ZeeZain Restaurant 6.5/10
VALUE FOR MONEY: 6/10
VENUE & ATMOSPHERE: 7/10
Note: No pork served on the menu. Alcohol is served here. Verbal assurance all meat is halal, however not sure as to the method of slaughter of meat used. We were invited to review this restaurant.
We were invited to review ZeeZain Restaurant following its opening just a few weeks prior, so after work one Thursday, ShakerFries and I undertook the trek to South Kensington. I say trek because anything outside the vicinity of East London always seems so far away! Anyway, I digress. We arrived to ZeeZain at 6.30pm exactly. The restaurant was empty bar one couple. The decor was simplistic yet sheek. We could tell that this Indian dining experience would be far removed from what we were used to in the depths of Whitechapel in the East End, which wasn’t necessarily a bad thing.
The waiters were incredibly warm and courteous, allowing us to select our seat, and immediately showed us the menu.
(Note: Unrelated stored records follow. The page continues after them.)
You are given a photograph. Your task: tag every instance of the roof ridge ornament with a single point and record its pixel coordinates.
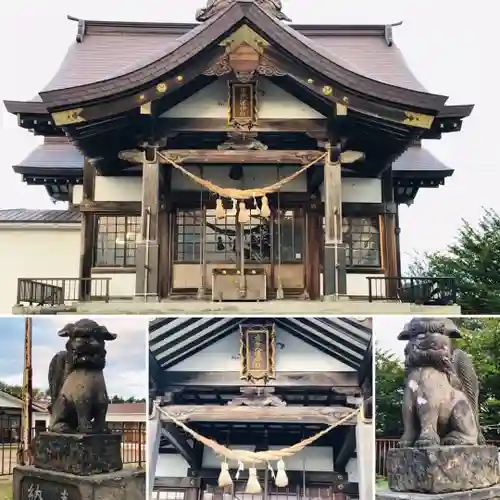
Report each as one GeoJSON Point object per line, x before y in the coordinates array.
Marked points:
{"type": "Point", "coordinates": [213, 7]}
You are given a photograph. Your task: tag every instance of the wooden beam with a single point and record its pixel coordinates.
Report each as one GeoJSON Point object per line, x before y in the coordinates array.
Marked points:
{"type": "Point", "coordinates": [179, 441]}
{"type": "Point", "coordinates": [307, 125]}
{"type": "Point", "coordinates": [197, 156]}
{"type": "Point", "coordinates": [299, 414]}
{"type": "Point", "coordinates": [341, 382]}
{"type": "Point", "coordinates": [88, 231]}
{"type": "Point", "coordinates": [108, 207]}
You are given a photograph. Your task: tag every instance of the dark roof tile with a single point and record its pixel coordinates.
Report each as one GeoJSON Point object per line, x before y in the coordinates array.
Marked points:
{"type": "Point", "coordinates": [23, 215]}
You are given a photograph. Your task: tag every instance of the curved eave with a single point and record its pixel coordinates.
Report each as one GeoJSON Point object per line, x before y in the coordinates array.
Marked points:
{"type": "Point", "coordinates": [213, 31]}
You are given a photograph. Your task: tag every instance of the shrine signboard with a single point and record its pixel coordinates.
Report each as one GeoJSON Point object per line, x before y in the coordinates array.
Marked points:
{"type": "Point", "coordinates": [257, 352]}
{"type": "Point", "coordinates": [33, 488]}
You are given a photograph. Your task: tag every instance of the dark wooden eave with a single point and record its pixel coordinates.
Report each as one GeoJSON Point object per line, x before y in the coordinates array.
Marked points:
{"type": "Point", "coordinates": [191, 45]}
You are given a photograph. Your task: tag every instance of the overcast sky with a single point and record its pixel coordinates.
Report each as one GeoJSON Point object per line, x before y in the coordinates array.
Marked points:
{"type": "Point", "coordinates": [445, 43]}
{"type": "Point", "coordinates": [125, 370]}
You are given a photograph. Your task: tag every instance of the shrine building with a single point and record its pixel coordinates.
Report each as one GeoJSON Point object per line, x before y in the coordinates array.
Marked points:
{"type": "Point", "coordinates": [296, 391]}
{"type": "Point", "coordinates": [241, 158]}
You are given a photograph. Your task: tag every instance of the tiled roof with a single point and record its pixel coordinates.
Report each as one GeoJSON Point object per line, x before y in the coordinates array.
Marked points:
{"type": "Point", "coordinates": [63, 155]}
{"type": "Point", "coordinates": [106, 53]}
{"type": "Point", "coordinates": [23, 215]}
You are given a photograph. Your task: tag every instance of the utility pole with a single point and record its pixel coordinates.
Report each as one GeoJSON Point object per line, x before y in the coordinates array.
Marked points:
{"type": "Point", "coordinates": [25, 451]}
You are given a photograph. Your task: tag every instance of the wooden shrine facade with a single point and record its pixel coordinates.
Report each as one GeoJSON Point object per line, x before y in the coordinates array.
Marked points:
{"type": "Point", "coordinates": [263, 405]}
{"type": "Point", "coordinates": [241, 101]}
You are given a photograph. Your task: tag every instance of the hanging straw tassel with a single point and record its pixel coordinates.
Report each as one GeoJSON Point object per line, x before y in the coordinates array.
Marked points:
{"type": "Point", "coordinates": [244, 215]}
{"type": "Point", "coordinates": [253, 485]}
{"type": "Point", "coordinates": [281, 480]}
{"type": "Point", "coordinates": [224, 476]}
{"type": "Point", "coordinates": [265, 210]}
{"type": "Point", "coordinates": [220, 213]}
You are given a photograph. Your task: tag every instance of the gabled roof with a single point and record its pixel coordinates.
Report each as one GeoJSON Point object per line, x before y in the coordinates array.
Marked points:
{"type": "Point", "coordinates": [172, 340]}
{"type": "Point", "coordinates": [174, 54]}
{"type": "Point", "coordinates": [57, 156]}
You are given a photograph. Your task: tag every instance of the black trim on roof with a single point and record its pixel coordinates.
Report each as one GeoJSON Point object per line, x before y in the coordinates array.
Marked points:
{"type": "Point", "coordinates": [172, 340]}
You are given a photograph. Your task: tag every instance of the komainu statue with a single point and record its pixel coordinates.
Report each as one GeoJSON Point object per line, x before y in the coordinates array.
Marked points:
{"type": "Point", "coordinates": [440, 405]}
{"type": "Point", "coordinates": [79, 400]}
{"type": "Point", "coordinates": [213, 7]}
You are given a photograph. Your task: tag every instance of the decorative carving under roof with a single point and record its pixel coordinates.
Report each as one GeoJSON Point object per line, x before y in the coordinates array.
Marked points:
{"type": "Point", "coordinates": [273, 7]}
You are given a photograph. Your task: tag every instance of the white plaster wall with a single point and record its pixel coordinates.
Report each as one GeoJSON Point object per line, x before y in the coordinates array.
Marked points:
{"type": "Point", "coordinates": [253, 176]}
{"type": "Point", "coordinates": [36, 251]}
{"type": "Point", "coordinates": [171, 466]}
{"type": "Point", "coordinates": [212, 102]}
{"type": "Point", "coordinates": [359, 190]}
{"type": "Point", "coordinates": [352, 470]}
{"type": "Point", "coordinates": [122, 285]}
{"type": "Point", "coordinates": [292, 355]}
{"type": "Point", "coordinates": [113, 189]}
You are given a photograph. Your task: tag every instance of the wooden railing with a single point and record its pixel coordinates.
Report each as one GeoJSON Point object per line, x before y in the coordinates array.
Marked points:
{"type": "Point", "coordinates": [59, 291]}
{"type": "Point", "coordinates": [422, 291]}
{"type": "Point", "coordinates": [383, 445]}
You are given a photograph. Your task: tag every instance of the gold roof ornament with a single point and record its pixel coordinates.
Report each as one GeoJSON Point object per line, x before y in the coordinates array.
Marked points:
{"type": "Point", "coordinates": [213, 7]}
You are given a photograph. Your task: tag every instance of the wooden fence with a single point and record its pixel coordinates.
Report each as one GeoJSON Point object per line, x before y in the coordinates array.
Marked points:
{"type": "Point", "coordinates": [383, 445]}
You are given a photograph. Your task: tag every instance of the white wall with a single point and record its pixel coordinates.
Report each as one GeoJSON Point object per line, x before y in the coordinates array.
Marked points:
{"type": "Point", "coordinates": [212, 102]}
{"type": "Point", "coordinates": [112, 189]}
{"type": "Point", "coordinates": [292, 354]}
{"type": "Point", "coordinates": [171, 466]}
{"type": "Point", "coordinates": [359, 190]}
{"type": "Point", "coordinates": [36, 251]}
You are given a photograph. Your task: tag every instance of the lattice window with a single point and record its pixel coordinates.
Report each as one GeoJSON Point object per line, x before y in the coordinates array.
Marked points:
{"type": "Point", "coordinates": [116, 240]}
{"type": "Point", "coordinates": [291, 229]}
{"type": "Point", "coordinates": [361, 237]}
{"type": "Point", "coordinates": [220, 239]}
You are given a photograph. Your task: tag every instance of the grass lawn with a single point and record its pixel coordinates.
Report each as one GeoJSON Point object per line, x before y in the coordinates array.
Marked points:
{"type": "Point", "coordinates": [6, 488]}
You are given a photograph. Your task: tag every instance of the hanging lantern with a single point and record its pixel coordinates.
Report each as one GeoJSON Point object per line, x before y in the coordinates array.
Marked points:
{"type": "Point", "coordinates": [220, 213]}
{"type": "Point", "coordinates": [265, 210]}
{"type": "Point", "coordinates": [281, 480]}
{"type": "Point", "coordinates": [224, 476]}
{"type": "Point", "coordinates": [244, 215]}
{"type": "Point", "coordinates": [253, 485]}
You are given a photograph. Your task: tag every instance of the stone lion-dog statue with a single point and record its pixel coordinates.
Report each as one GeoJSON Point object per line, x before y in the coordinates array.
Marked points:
{"type": "Point", "coordinates": [440, 403]}
{"type": "Point", "coordinates": [79, 399]}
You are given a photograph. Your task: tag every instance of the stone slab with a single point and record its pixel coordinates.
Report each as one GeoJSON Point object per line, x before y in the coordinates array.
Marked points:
{"type": "Point", "coordinates": [32, 483]}
{"type": "Point", "coordinates": [442, 469]}
{"type": "Point", "coordinates": [492, 493]}
{"type": "Point", "coordinates": [80, 454]}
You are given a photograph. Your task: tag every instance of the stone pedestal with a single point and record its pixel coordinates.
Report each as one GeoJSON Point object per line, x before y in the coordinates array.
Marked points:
{"type": "Point", "coordinates": [442, 469]}
{"type": "Point", "coordinates": [80, 454]}
{"type": "Point", "coordinates": [78, 467]}
{"type": "Point", "coordinates": [33, 483]}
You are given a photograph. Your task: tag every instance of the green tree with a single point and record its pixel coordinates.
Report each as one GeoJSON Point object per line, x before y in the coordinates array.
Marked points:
{"type": "Point", "coordinates": [389, 376]}
{"type": "Point", "coordinates": [474, 261]}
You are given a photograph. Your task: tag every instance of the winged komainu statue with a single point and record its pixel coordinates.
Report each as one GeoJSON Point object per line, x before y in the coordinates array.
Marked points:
{"type": "Point", "coordinates": [440, 405]}
{"type": "Point", "coordinates": [79, 399]}
{"type": "Point", "coordinates": [213, 7]}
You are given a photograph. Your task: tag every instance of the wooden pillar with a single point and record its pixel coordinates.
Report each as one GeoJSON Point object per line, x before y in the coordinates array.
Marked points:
{"type": "Point", "coordinates": [388, 235]}
{"type": "Point", "coordinates": [165, 238]}
{"type": "Point", "coordinates": [153, 447]}
{"type": "Point", "coordinates": [313, 251]}
{"type": "Point", "coordinates": [334, 271]}
{"type": "Point", "coordinates": [88, 231]}
{"type": "Point", "coordinates": [147, 254]}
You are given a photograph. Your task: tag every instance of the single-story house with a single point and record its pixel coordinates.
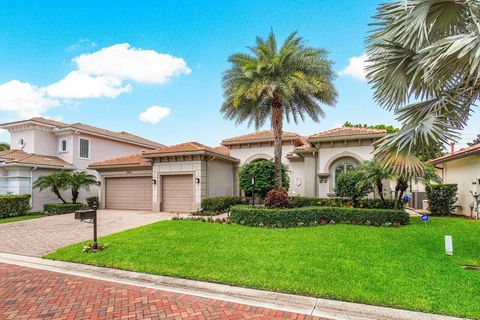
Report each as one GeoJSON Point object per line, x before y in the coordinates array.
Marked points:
{"type": "Point", "coordinates": [176, 178]}
{"type": "Point", "coordinates": [463, 168]}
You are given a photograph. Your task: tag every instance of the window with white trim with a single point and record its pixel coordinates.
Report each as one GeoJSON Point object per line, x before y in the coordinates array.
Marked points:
{"type": "Point", "coordinates": [62, 145]}
{"type": "Point", "coordinates": [84, 148]}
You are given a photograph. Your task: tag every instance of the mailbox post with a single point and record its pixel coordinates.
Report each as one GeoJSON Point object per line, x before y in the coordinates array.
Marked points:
{"type": "Point", "coordinates": [89, 216]}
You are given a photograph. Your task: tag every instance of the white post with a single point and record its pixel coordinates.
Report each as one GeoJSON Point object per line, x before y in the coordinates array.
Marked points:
{"type": "Point", "coordinates": [448, 245]}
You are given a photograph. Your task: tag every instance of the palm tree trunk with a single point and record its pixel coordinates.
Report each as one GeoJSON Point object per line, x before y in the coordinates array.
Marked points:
{"type": "Point", "coordinates": [277, 126]}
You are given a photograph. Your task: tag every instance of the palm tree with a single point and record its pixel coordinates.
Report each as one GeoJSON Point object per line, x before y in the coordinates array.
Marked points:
{"type": "Point", "coordinates": [427, 51]}
{"type": "Point", "coordinates": [57, 181]}
{"type": "Point", "coordinates": [272, 83]}
{"type": "Point", "coordinates": [78, 180]}
{"type": "Point", "coordinates": [375, 173]}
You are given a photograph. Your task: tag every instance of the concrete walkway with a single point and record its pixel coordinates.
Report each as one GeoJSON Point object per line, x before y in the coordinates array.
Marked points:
{"type": "Point", "coordinates": [37, 237]}
{"type": "Point", "coordinates": [285, 302]}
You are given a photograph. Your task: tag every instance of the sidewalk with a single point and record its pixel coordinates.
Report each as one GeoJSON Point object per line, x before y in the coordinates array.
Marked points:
{"type": "Point", "coordinates": [271, 300]}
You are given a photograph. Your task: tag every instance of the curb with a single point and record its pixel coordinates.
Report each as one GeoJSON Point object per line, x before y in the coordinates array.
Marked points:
{"type": "Point", "coordinates": [266, 299]}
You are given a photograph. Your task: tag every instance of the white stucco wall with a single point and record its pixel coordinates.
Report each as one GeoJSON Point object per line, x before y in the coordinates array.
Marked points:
{"type": "Point", "coordinates": [220, 178]}
{"type": "Point", "coordinates": [462, 172]}
{"type": "Point", "coordinates": [197, 168]}
{"type": "Point", "coordinates": [328, 156]}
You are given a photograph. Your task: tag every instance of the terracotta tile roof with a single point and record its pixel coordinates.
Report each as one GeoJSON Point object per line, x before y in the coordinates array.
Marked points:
{"type": "Point", "coordinates": [189, 147]}
{"type": "Point", "coordinates": [266, 135]}
{"type": "Point", "coordinates": [474, 149]}
{"type": "Point", "coordinates": [347, 132]}
{"type": "Point", "coordinates": [128, 137]}
{"type": "Point", "coordinates": [132, 159]}
{"type": "Point", "coordinates": [21, 157]}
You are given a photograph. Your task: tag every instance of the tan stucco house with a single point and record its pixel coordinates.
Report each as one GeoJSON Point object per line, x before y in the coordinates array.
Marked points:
{"type": "Point", "coordinates": [40, 146]}
{"type": "Point", "coordinates": [463, 168]}
{"type": "Point", "coordinates": [176, 178]}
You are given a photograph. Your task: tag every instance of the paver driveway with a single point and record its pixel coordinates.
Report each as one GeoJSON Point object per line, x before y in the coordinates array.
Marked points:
{"type": "Point", "coordinates": [38, 237]}
{"type": "Point", "coordinates": [37, 294]}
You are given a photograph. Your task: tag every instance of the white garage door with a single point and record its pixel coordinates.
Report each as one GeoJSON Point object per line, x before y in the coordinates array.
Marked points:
{"type": "Point", "coordinates": [132, 193]}
{"type": "Point", "coordinates": [177, 193]}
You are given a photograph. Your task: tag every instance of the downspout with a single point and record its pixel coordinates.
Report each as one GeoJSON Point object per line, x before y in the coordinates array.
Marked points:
{"type": "Point", "coordinates": [31, 185]}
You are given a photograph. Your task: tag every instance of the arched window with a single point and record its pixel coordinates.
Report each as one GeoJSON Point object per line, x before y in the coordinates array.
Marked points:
{"type": "Point", "coordinates": [341, 166]}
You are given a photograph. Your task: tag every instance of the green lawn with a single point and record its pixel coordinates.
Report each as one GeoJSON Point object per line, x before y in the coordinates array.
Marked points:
{"type": "Point", "coordinates": [20, 218]}
{"type": "Point", "coordinates": [398, 267]}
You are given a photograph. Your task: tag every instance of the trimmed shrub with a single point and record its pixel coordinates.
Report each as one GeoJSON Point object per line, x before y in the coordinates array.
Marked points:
{"type": "Point", "coordinates": [215, 205]}
{"type": "Point", "coordinates": [61, 208]}
{"type": "Point", "coordinates": [14, 205]}
{"type": "Point", "coordinates": [264, 174]}
{"type": "Point", "coordinates": [290, 217]}
{"type": "Point", "coordinates": [351, 184]}
{"type": "Point", "coordinates": [441, 198]}
{"type": "Point", "coordinates": [300, 201]}
{"type": "Point", "coordinates": [277, 198]}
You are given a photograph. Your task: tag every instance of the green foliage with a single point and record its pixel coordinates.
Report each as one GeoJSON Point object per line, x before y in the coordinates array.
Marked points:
{"type": "Point", "coordinates": [14, 205]}
{"type": "Point", "coordinates": [214, 205]}
{"type": "Point", "coordinates": [288, 217]}
{"type": "Point", "coordinates": [61, 208]}
{"type": "Point", "coordinates": [300, 201]}
{"type": "Point", "coordinates": [56, 182]}
{"type": "Point", "coordinates": [277, 198]}
{"type": "Point", "coordinates": [351, 184]}
{"type": "Point", "coordinates": [441, 198]}
{"type": "Point", "coordinates": [264, 174]}
{"type": "Point", "coordinates": [388, 128]}
{"type": "Point", "coordinates": [424, 51]}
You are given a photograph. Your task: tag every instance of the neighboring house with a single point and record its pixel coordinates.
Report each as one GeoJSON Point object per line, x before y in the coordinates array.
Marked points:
{"type": "Point", "coordinates": [177, 178]}
{"type": "Point", "coordinates": [40, 146]}
{"type": "Point", "coordinates": [463, 168]}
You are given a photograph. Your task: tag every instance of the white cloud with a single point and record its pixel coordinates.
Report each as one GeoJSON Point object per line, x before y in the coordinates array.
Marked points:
{"type": "Point", "coordinates": [356, 68]}
{"type": "Point", "coordinates": [154, 114]}
{"type": "Point", "coordinates": [25, 99]}
{"type": "Point", "coordinates": [127, 63]}
{"type": "Point", "coordinates": [80, 85]}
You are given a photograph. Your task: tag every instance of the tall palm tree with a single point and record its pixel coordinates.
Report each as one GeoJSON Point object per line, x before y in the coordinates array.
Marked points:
{"type": "Point", "coordinates": [428, 52]}
{"type": "Point", "coordinates": [78, 180]}
{"type": "Point", "coordinates": [271, 83]}
{"type": "Point", "coordinates": [56, 182]}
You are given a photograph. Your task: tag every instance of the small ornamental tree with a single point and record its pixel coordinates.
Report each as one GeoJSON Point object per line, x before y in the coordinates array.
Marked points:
{"type": "Point", "coordinates": [264, 173]}
{"type": "Point", "coordinates": [351, 185]}
{"type": "Point", "coordinates": [441, 198]}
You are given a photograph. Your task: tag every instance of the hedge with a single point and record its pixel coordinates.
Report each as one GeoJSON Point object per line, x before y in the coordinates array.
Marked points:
{"type": "Point", "coordinates": [301, 201]}
{"type": "Point", "coordinates": [441, 198]}
{"type": "Point", "coordinates": [14, 205]}
{"type": "Point", "coordinates": [220, 204]}
{"type": "Point", "coordinates": [61, 208]}
{"type": "Point", "coordinates": [288, 217]}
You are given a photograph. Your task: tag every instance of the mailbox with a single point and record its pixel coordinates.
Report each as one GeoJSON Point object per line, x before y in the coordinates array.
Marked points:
{"type": "Point", "coordinates": [85, 214]}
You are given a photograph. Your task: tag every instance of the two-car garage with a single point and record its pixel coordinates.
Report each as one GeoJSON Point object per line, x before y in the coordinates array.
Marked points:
{"type": "Point", "coordinates": [135, 193]}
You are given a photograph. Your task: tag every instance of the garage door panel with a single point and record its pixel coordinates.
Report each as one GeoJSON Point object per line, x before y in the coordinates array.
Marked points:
{"type": "Point", "coordinates": [177, 193]}
{"type": "Point", "coordinates": [132, 193]}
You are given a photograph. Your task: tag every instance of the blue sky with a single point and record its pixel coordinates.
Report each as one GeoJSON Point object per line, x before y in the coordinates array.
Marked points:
{"type": "Point", "coordinates": [39, 72]}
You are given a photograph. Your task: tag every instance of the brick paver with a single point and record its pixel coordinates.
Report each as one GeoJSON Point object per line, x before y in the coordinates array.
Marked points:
{"type": "Point", "coordinates": [27, 293]}
{"type": "Point", "coordinates": [38, 237]}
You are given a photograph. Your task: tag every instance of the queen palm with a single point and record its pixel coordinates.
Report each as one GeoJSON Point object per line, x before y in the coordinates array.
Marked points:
{"type": "Point", "coordinates": [424, 64]}
{"type": "Point", "coordinates": [274, 82]}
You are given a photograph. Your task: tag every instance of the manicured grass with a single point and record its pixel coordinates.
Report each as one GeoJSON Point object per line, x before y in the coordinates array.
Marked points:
{"type": "Point", "coordinates": [398, 267]}
{"type": "Point", "coordinates": [20, 218]}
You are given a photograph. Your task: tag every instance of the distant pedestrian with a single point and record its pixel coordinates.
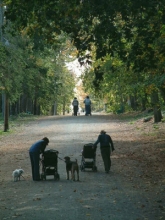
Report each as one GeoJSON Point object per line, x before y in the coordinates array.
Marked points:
{"type": "Point", "coordinates": [35, 150]}
{"type": "Point", "coordinates": [106, 147]}
{"type": "Point", "coordinates": [75, 104]}
{"type": "Point", "coordinates": [87, 103]}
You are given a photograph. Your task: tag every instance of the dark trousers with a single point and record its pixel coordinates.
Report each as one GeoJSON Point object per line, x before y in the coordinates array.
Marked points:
{"type": "Point", "coordinates": [34, 158]}
{"type": "Point", "coordinates": [105, 153]}
{"type": "Point", "coordinates": [75, 109]}
{"type": "Point", "coordinates": [87, 110]}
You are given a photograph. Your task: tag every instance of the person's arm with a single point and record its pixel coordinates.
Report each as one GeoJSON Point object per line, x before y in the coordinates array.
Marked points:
{"type": "Point", "coordinates": [98, 141]}
{"type": "Point", "coordinates": [42, 148]}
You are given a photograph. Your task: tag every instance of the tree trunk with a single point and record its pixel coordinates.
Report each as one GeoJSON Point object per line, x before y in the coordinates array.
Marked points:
{"type": "Point", "coordinates": [162, 91]}
{"type": "Point", "coordinates": [6, 113]}
{"type": "Point", "coordinates": [156, 107]}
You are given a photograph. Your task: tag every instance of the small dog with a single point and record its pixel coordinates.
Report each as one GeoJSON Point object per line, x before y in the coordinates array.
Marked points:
{"type": "Point", "coordinates": [17, 174]}
{"type": "Point", "coordinates": [73, 167]}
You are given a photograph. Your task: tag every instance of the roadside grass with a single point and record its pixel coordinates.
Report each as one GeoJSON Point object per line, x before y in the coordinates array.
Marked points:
{"type": "Point", "coordinates": [16, 122]}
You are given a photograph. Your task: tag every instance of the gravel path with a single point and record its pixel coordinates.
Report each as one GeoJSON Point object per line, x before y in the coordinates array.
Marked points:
{"type": "Point", "coordinates": [126, 193]}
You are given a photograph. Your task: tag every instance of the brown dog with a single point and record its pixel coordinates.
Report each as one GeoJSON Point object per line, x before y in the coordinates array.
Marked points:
{"type": "Point", "coordinates": [73, 167]}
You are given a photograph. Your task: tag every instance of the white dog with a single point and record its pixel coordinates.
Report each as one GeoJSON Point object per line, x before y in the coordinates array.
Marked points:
{"type": "Point", "coordinates": [17, 174]}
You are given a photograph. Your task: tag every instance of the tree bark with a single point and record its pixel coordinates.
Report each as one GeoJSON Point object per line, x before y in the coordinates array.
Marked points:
{"type": "Point", "coordinates": [6, 113]}
{"type": "Point", "coordinates": [156, 107]}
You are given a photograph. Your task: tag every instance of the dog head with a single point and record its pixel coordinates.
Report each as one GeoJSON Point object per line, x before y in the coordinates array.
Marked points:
{"type": "Point", "coordinates": [67, 159]}
{"type": "Point", "coordinates": [21, 171]}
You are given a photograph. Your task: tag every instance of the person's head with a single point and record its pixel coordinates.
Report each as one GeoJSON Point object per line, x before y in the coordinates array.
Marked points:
{"type": "Point", "coordinates": [46, 140]}
{"type": "Point", "coordinates": [102, 132]}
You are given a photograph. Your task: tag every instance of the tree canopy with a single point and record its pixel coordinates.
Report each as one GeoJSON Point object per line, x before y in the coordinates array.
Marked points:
{"type": "Point", "coordinates": [123, 42]}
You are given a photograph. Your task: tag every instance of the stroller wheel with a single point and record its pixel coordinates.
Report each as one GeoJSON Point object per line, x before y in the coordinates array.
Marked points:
{"type": "Point", "coordinates": [82, 168]}
{"type": "Point", "coordinates": [56, 176]}
{"type": "Point", "coordinates": [94, 169]}
{"type": "Point", "coordinates": [43, 176]}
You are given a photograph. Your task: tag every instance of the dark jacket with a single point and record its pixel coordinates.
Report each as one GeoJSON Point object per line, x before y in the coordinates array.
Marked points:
{"type": "Point", "coordinates": [38, 147]}
{"type": "Point", "coordinates": [105, 141]}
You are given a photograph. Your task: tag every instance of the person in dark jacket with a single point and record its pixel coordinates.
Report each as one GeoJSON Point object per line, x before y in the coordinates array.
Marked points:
{"type": "Point", "coordinates": [106, 147]}
{"type": "Point", "coordinates": [34, 152]}
{"type": "Point", "coordinates": [87, 103]}
{"type": "Point", "coordinates": [75, 104]}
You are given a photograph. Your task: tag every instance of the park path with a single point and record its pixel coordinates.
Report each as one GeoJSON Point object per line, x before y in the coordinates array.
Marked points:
{"type": "Point", "coordinates": [120, 195]}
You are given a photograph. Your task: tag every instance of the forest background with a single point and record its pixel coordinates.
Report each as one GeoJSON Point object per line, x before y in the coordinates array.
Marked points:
{"type": "Point", "coordinates": [120, 45]}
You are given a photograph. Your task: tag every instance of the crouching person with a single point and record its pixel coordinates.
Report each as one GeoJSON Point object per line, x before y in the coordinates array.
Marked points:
{"type": "Point", "coordinates": [34, 152]}
{"type": "Point", "coordinates": [106, 147]}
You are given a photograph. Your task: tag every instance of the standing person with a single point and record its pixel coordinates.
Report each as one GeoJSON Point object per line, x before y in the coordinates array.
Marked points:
{"type": "Point", "coordinates": [34, 152]}
{"type": "Point", "coordinates": [87, 103]}
{"type": "Point", "coordinates": [106, 147]}
{"type": "Point", "coordinates": [75, 104]}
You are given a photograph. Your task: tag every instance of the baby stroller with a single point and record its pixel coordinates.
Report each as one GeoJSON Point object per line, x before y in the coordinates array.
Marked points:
{"type": "Point", "coordinates": [49, 164]}
{"type": "Point", "coordinates": [88, 157]}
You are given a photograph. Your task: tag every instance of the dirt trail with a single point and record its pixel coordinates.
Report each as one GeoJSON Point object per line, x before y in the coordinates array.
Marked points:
{"type": "Point", "coordinates": [133, 190]}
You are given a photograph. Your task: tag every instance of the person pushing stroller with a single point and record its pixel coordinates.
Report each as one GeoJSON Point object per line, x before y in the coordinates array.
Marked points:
{"type": "Point", "coordinates": [106, 147]}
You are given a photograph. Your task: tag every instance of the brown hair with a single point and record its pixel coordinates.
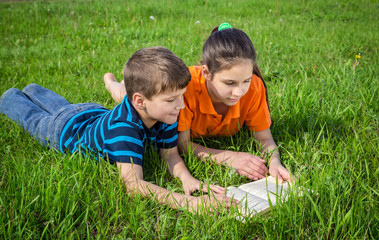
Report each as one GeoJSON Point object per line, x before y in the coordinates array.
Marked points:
{"type": "Point", "coordinates": [154, 70]}
{"type": "Point", "coordinates": [228, 47]}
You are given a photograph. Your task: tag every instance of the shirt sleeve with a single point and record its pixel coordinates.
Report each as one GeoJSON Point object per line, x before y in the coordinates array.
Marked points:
{"type": "Point", "coordinates": [258, 117]}
{"type": "Point", "coordinates": [186, 115]}
{"type": "Point", "coordinates": [125, 146]}
{"type": "Point", "coordinates": [169, 136]}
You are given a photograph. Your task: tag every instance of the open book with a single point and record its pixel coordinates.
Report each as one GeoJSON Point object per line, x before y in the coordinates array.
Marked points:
{"type": "Point", "coordinates": [256, 195]}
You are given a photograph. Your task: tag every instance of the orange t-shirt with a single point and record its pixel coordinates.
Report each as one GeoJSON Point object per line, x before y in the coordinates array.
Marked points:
{"type": "Point", "coordinates": [201, 118]}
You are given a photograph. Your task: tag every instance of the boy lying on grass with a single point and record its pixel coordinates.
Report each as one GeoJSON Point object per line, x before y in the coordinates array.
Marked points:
{"type": "Point", "coordinates": [155, 79]}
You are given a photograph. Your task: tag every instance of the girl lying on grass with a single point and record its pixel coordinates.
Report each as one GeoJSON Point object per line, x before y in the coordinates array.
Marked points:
{"type": "Point", "coordinates": [226, 91]}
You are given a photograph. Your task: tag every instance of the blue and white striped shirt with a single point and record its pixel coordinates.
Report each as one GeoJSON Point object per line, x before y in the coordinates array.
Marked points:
{"type": "Point", "coordinates": [118, 134]}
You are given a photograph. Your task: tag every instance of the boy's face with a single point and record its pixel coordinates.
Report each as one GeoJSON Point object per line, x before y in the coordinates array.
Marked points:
{"type": "Point", "coordinates": [164, 107]}
{"type": "Point", "coordinates": [229, 86]}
After a quick glance, it all made sense and was exactly what we would expect to find on a menu at a normal Indian restaurant, as opposed to the whacky and weird combo’s that upmarket Indian eateries In Central London try to create. At least this way, we didn’t need to spend tons of time trying to de-cypher the dish names into their actual meaning.
To start, we ordered chilli garlic prawns and a mixed grill platter. The starters arrived promptly and the prawns were fresh and peppery, however, personally they could have done with a bit of a kick to spice them up, as it felt like it was more on the oriental side as opposed to Indian. The mix grill contained a couple of pieces of paneer tikka which was soft and mild in flavour, chicken tikka which was extremely tender and juicy, chops which were charcoaled with a smokey taste, but slightly overcooked. The platter also included some seek kebab which I enjoyed as it was aromatic and tender. Overall, the mix grill was nice, and certainly satisfied the craving – again personally, I would have liked the food to be a little spicier, with a bit more of a punch of flavour.
The mains is where Zee Zain really delivered on expectations. Having ordered some butter naan to go with the ‘lamb curry – Indian Railway Special’ – I finally found myself in heaven. The curry was flavoursome, had the right level of spice, and had soft, tender lamb that we really enjoyed breaking into and mopping up with the soft but crunchy, hot naan; it really gave the authentic taste I look for in a curry dish and I savoured every mouthful, so much so that despite never really being able to finish dishes, this was completely gone. I would re-order this without any hesitation next time around. In addition, we went for the chicken biriyani. This was presented well and came with raita but again the spice level was such that raita wasn’t needed for us in a ‘put the fire out’ kind of capacity. Normally we always order biriyani with lamb rather than chicken but given the curry was lamb we felt obliged to try the chicken version. To be fair, the chicken was nice and tender, you could tell the meat all around was of a high quality, but overall it left me thinking that by applying the level of spice which was in the curry to all their other dishes, Zee Zain would certainly be onto a winner.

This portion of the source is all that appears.